Graham-Grassley Memo Confirms FBI Misled FISA Court and Much More

Sen. Lindsey Graham, R-S.C., right, accompanied by Sen. Charles Grassley, R-Iowa, gestures during a news conference on Capitol Hill in Washington, Wednesday, June 13, 2007, to discuss the Currency Exchange Rate Oversight Reform Act of 2007. (AP Photo/Lauren Victoria Burke)



Back in early January, the Senate Judiciary Committee sent a criminal referral to the Department of Justice. The subject of the referral was the author of the so-called Trump or Steele dossier, retired British spy, and Fusion GPS subcontractor, Christopher Steele. The referral alleges that Steele was not terribly candid with the FBI.

Chuck Grassley and Lindsey Graham, both noted Trump supporters–or they will be framed as such before this is over–wanted to make the referral public. The Department of Justice and FBI insisted on so much redaction from the referral that Grassley accused them of acting in bad faith (really? tell me it ain’t so). He called out the FBI for obstructing his investigation in a speech from the well of the Senate.

Evidently, there was a period of negotiation but now the criminal referral has been released in largely un-redacted form. You can read it here. The useful thing is that the criminal referral somewhat parallels the memo prepared by the House Intelligence Committee and released by the White House last week. And it creates a range of new problems for the FBI.

Comey says that the FBI relied upon Steele’s history to corroborate the dossier


When asked at the March 2017 briefing why the FBI relied on the dossier in the FISA applications absent meaningful corroboration–and in light of the highly political motives surrounding its creation–then-Director Comey stated that the FBI included the dossier allegations about Carter Page in the FISA applications because Mr. Steele himself was considered reliable due to his past work with the Bureau.

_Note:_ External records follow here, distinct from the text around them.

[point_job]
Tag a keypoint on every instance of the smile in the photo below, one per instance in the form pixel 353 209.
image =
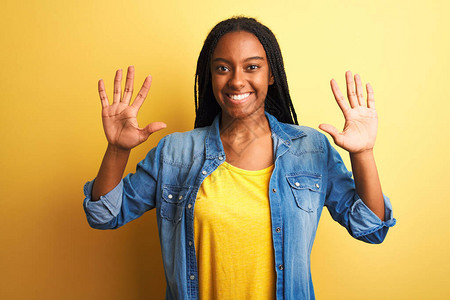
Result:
pixel 238 97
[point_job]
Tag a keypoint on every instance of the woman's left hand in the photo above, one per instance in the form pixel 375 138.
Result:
pixel 361 120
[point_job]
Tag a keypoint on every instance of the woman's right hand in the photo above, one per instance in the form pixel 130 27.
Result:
pixel 119 118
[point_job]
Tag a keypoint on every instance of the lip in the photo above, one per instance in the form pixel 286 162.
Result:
pixel 227 95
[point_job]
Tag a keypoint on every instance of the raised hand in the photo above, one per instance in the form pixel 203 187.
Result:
pixel 119 118
pixel 361 120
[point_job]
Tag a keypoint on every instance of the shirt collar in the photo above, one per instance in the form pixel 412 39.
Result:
pixel 285 132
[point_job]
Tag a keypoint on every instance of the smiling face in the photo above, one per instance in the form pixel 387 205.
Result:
pixel 240 76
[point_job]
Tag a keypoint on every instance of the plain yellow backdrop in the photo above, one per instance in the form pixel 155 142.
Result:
pixel 54 52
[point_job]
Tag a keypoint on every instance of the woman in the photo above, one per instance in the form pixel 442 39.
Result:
pixel 257 181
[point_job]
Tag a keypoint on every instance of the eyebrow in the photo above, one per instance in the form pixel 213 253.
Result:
pixel 245 60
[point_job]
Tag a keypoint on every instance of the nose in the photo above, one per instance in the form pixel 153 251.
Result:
pixel 237 80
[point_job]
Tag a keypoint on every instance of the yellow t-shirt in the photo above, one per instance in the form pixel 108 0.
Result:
pixel 233 239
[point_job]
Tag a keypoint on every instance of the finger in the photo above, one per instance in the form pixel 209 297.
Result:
pixel 102 93
pixel 151 128
pixel 370 96
pixel 117 84
pixel 359 90
pixel 142 92
pixel 155 126
pixel 128 85
pixel 332 131
pixel 340 99
pixel 351 94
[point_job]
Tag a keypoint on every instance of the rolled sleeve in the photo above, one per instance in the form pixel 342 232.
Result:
pixel 365 225
pixel 106 208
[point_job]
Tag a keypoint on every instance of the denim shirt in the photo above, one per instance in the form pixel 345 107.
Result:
pixel 308 175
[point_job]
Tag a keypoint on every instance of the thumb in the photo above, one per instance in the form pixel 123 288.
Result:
pixel 155 126
pixel 151 128
pixel 331 130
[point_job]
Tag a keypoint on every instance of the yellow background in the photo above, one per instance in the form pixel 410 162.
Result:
pixel 53 53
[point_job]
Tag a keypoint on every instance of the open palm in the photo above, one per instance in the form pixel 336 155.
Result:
pixel 361 120
pixel 119 118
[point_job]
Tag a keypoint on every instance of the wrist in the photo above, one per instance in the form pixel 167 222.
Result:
pixel 363 155
pixel 117 151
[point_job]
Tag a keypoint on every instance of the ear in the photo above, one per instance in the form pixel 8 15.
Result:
pixel 271 79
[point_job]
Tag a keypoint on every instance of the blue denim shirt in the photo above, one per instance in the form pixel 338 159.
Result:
pixel 308 175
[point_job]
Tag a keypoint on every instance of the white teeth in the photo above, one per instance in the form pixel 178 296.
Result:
pixel 239 97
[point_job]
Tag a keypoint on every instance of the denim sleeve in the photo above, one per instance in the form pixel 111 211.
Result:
pixel 347 208
pixel 132 197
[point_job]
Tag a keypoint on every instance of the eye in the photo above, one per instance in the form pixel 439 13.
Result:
pixel 253 67
pixel 222 69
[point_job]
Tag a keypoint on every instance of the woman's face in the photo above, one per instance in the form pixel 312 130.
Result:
pixel 240 75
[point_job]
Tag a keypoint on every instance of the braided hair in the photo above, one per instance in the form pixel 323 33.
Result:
pixel 278 101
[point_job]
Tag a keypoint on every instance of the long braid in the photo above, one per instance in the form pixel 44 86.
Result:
pixel 278 100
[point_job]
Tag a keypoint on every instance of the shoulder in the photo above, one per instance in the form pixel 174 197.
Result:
pixel 188 143
pixel 305 139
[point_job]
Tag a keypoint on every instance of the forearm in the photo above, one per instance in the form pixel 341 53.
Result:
pixel 111 171
pixel 367 181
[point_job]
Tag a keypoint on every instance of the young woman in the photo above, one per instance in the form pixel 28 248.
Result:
pixel 238 199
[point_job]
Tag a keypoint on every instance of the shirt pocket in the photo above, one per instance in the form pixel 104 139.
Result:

As I pointed out a couple of days ago, all Steele can attest to is that he was told by Person A (Steele’s emissary) that Person B (source) said something. In some cases, it is Person A (Steele’s emissary) saying that Person B (source) heard Person C (acquaintance of the source) say something. There is no way the FBI could plausibly test the reliability of the sources. I find myself in a minority among conservatives as I think the Fourth Amendment requires a good faith effort by the government in its presentation of evidence for a warrant. I’m reliably told that no one really cares about truth or falsity of the underlying evidence in a warrant application so long as Trump is hurt.

The dossier was most of the evidence supporting the FISA warrant application against Carter Page

This sort of gives the lie to the assertion that the dossier was just one small part of the picture.

The FBI did not reveal the source of the dossier to the FISA court.

Again, because I’ve been reliably informed by all manner of people that the motive of the person providing the evidence and the provenance of the evidence itself is totally freakin irrelevant to the ability to use it in a warrant application, this is just my over-active imagination.

The FBI lied to the FISA court about Steele’s contacts with the media


In my world, where a modicum of honesty is expected on the part of the government before making a mockery of the Constitution, the fact that the FBI lied about Steele’s media contacts to the FISA court after they had fired Steele for being in contact with the media is a thing. But apparently to real lawyers, it isn’t.

There is a lot more in there. You owe it to yourself to read it. You can read the excellent summary by Mollie Hemingway at The Federalist.

The bottom line is, that the Grassley-Graham memo bolsters the case made in the memo produced by the House Intelligence Committee. It leaves no doubt that the FBI lied to the FISA court on numerous occasions and continued to misrepresent Steele’s reliability even after he’d been fired for freelancing.